Without a specific invitation from the state or city, the Trump administration has grounded the legal justification of federal law enforcement in Oregon as protecting federal property, which is within their power. However, according to reports, federal agents are alleged to have gone beyond their duties, making arrests and engaging in other policing well beyond the boundaries of federal monuments and property.

Cristina Rodriguez, a Yale Law School professor specializing in constitutional and administrative law, said it is "highly atypical for federal law enforcement to enter a city or a state where they haven't been invited by the governor or the mayor," especially if there hasn't been a "clear breakdown in the state's authority or ability to handle whatever might be happening."

"I think the bigger point in this moment is that, as a matter of practice, federal law enforcement doesn't come to engage in general policing unless the state government or local government has invited it," she said, citing the example of the Rodney King riots in Los Angeles in 1992.

The National Guard and federal agents were mobilized amid civil disturbances, city-wide riots, and violence at the behest of then-Gov. Pete Wilson and then-Mayor Tom Bradley.
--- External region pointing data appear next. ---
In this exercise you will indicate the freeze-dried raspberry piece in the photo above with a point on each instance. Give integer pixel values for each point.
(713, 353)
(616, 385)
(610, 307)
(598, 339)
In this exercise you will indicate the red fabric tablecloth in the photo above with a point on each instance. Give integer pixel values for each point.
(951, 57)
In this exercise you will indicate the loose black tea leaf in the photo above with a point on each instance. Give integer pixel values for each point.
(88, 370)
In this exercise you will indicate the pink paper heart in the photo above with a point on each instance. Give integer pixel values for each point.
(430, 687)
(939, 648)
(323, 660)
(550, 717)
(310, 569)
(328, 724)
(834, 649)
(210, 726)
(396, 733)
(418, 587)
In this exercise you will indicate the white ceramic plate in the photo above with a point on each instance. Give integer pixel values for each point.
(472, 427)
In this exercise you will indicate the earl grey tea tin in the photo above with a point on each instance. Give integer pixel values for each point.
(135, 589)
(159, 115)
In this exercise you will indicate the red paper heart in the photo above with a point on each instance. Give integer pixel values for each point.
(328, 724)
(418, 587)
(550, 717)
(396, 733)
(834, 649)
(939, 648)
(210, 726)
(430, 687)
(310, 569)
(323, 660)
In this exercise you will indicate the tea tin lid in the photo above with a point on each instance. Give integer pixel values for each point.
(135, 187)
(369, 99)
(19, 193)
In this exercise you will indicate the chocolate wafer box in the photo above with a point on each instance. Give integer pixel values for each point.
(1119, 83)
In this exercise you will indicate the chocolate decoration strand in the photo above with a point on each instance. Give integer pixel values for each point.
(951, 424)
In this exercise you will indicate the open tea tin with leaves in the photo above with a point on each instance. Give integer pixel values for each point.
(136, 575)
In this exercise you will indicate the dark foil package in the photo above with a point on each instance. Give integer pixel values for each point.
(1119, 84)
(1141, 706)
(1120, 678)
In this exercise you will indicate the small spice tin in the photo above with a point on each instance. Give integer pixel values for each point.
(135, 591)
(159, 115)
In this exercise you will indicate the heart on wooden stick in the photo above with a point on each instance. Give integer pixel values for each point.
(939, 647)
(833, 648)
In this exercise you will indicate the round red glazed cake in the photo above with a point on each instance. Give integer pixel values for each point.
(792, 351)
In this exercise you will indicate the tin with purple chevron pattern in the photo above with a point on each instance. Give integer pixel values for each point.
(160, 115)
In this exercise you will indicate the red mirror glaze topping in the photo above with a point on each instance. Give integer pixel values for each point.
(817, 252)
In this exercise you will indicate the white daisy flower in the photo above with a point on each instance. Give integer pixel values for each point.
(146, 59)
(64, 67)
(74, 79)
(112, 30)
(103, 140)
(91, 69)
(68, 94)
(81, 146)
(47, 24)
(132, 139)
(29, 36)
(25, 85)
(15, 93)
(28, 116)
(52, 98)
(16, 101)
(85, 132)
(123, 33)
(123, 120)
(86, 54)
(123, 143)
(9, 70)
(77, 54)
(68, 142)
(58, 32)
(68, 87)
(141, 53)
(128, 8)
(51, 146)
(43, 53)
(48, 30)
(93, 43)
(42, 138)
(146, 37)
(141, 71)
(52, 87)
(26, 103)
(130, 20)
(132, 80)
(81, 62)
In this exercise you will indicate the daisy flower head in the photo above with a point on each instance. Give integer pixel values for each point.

"There's definitely a breach of ordinary practice from what it seems, watching from afar," Rodriguez said of the escalating situation in Portland.

Similar to the legal situation behind the Rodney King riots, Chicago Mayor Lori Lightfoot announced that federal troops would be arriving in the city to help it combat gun violence, which has been on the rise in the city in recent weeks. She added the agents will not be engaging with protesters.
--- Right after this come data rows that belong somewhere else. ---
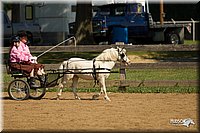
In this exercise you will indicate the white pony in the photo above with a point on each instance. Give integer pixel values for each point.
(97, 69)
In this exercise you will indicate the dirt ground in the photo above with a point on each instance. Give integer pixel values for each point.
(126, 112)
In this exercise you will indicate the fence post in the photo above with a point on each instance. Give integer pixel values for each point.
(122, 85)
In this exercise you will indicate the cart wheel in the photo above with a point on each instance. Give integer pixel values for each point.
(18, 89)
(37, 93)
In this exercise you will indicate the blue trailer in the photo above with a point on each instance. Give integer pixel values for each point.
(130, 23)
(140, 25)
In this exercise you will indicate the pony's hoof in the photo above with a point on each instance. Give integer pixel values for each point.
(78, 98)
(107, 99)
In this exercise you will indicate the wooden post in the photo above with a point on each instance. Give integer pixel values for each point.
(161, 12)
(122, 86)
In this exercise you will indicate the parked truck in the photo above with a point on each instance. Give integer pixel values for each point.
(130, 23)
(33, 30)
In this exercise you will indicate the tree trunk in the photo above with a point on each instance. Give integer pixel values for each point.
(83, 26)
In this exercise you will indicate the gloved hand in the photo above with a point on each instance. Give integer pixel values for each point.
(34, 59)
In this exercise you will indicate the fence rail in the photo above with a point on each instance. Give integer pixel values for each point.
(100, 48)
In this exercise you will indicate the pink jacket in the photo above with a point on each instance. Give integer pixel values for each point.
(21, 53)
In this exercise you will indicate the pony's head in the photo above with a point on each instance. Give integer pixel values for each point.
(122, 56)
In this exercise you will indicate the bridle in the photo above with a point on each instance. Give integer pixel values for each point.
(121, 55)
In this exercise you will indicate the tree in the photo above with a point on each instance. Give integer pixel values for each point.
(83, 25)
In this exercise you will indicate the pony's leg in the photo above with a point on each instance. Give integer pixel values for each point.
(103, 87)
(61, 86)
(97, 95)
(74, 86)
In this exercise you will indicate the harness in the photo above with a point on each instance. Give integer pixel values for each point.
(94, 73)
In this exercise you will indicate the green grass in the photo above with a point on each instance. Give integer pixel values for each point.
(159, 74)
(190, 42)
(147, 74)
(58, 57)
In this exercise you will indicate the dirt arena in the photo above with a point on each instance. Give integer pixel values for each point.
(126, 112)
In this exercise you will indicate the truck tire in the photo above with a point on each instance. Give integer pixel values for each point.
(173, 38)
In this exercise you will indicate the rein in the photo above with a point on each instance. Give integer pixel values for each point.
(94, 73)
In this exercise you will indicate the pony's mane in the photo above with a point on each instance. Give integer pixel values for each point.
(108, 55)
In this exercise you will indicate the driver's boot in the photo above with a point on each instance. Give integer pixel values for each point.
(32, 83)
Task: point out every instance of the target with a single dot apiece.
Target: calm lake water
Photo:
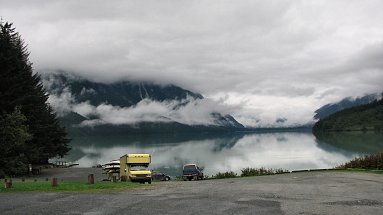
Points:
(229, 152)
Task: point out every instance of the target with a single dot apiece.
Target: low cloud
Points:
(284, 59)
(189, 111)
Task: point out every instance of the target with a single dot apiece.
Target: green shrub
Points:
(374, 161)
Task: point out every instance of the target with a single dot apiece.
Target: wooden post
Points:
(90, 179)
(54, 182)
(7, 184)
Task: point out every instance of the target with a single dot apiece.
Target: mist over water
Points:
(228, 152)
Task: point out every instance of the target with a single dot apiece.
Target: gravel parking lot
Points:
(296, 193)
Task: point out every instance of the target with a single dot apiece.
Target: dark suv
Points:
(192, 171)
(157, 176)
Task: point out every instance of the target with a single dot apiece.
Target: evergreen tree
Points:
(13, 135)
(19, 86)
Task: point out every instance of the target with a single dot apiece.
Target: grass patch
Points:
(68, 186)
(221, 175)
(246, 172)
(375, 171)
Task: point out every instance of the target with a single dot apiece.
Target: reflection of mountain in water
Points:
(220, 141)
(351, 142)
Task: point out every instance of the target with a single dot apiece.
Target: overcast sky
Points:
(272, 59)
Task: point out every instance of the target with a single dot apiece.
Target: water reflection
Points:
(226, 152)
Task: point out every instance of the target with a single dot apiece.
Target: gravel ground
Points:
(295, 193)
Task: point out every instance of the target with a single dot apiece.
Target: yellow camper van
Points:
(136, 167)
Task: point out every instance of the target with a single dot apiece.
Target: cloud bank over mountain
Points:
(276, 59)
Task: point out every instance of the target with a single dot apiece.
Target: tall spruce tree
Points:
(19, 86)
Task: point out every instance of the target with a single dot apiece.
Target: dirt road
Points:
(296, 193)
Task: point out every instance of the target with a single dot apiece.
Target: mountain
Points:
(348, 102)
(359, 118)
(85, 107)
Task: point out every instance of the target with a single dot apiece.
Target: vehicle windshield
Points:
(190, 167)
(139, 167)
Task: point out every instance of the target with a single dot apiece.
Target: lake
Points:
(217, 152)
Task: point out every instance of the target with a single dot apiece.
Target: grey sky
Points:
(275, 59)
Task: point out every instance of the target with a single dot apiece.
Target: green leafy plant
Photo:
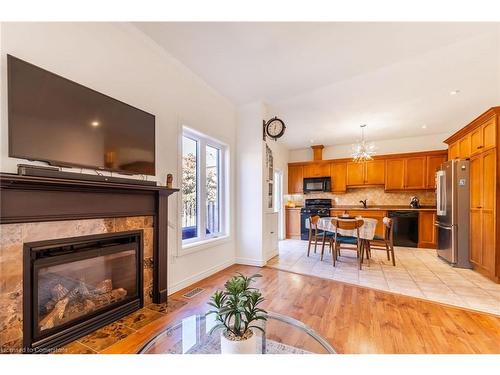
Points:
(236, 307)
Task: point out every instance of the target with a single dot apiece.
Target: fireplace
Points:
(73, 286)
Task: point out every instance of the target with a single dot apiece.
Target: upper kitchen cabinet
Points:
(410, 171)
(295, 179)
(433, 163)
(338, 173)
(366, 173)
(316, 170)
(453, 151)
(355, 174)
(414, 172)
(464, 147)
(375, 172)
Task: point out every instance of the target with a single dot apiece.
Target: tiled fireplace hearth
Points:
(16, 239)
(55, 291)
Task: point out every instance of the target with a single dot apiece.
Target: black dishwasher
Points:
(405, 228)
"Unlike what happened in Portland, what we will receive is resources that are going to plug in to the existing federal agencies that we work with on a regular basis to help manage and suppress violent crime in our city," Lightfoot said, according to a WLS report.
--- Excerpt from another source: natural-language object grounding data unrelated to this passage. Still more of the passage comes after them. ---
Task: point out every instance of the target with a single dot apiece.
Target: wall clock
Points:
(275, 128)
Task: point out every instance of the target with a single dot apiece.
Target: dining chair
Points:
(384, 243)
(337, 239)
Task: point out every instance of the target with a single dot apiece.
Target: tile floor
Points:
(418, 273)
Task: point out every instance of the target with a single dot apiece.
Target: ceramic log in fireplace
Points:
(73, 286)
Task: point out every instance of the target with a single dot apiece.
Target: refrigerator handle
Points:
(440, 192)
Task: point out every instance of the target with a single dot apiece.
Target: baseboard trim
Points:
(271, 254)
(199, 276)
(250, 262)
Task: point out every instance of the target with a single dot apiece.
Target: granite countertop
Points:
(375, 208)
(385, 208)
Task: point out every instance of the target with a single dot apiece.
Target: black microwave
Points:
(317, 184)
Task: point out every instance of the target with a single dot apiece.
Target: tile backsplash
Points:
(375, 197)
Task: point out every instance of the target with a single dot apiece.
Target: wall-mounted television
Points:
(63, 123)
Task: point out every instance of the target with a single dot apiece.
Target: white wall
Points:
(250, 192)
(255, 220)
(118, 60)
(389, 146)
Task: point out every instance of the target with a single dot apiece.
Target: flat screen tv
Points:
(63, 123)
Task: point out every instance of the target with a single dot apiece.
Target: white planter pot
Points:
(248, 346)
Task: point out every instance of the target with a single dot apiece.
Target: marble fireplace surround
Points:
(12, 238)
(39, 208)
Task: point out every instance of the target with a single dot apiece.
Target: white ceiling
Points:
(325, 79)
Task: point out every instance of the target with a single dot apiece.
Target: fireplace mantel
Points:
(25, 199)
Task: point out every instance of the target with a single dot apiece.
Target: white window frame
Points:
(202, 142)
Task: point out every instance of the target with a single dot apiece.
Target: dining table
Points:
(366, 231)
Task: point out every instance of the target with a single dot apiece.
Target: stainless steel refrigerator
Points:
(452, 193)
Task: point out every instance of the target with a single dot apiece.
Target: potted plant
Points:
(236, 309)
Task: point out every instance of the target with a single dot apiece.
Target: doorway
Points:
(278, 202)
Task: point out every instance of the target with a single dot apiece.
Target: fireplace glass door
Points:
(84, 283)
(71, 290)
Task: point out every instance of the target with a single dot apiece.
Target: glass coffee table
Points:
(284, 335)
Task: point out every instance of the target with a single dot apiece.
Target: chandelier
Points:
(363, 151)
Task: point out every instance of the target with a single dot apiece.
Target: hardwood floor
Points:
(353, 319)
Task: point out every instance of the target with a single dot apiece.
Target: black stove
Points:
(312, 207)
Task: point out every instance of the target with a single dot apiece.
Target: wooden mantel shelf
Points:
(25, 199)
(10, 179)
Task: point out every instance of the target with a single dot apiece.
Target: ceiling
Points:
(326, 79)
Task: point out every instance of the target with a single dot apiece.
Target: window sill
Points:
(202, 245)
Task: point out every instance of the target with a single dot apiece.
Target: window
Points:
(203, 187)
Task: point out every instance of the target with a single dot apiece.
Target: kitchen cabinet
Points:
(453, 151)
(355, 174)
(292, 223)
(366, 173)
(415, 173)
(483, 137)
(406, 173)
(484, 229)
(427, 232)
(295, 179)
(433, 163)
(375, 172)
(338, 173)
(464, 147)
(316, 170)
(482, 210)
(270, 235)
"I don't put anything past this administration, which is why we will continue to be diligent and why we will continue to be ready," Lightfoot said, according to the Chicago Tribune. "If we need to stop them and use the courts to do so, we are ready to do that."

Laurence Tribe, a law professor at the Harvard Law School, excoriated the motives behind the "deliberately vague terms" behind deploying federal agents to major US cities.

In an email to Business Insider, Tribe wrote that the situation "would have been utterly unthinkable to those who fought a bloody revolution and founded a republic to preserve the 'blessings of liberty,' to those who gave 'the last full measure of devotion' to preserve the Union, or to those who sacrificed their lives in two World Wars to keep authoritarian regimes from our shores."

"To call this astonishing takeover of the streets and spaces for peaceful protest unconstitutional is a dramatic understatement," Tribe wrote in the email. "And the cynicism of those disguising these moves in the garb of essential peacekeeping, which might well succeed for some time in holding judicial relief at bay, is especially disgusting."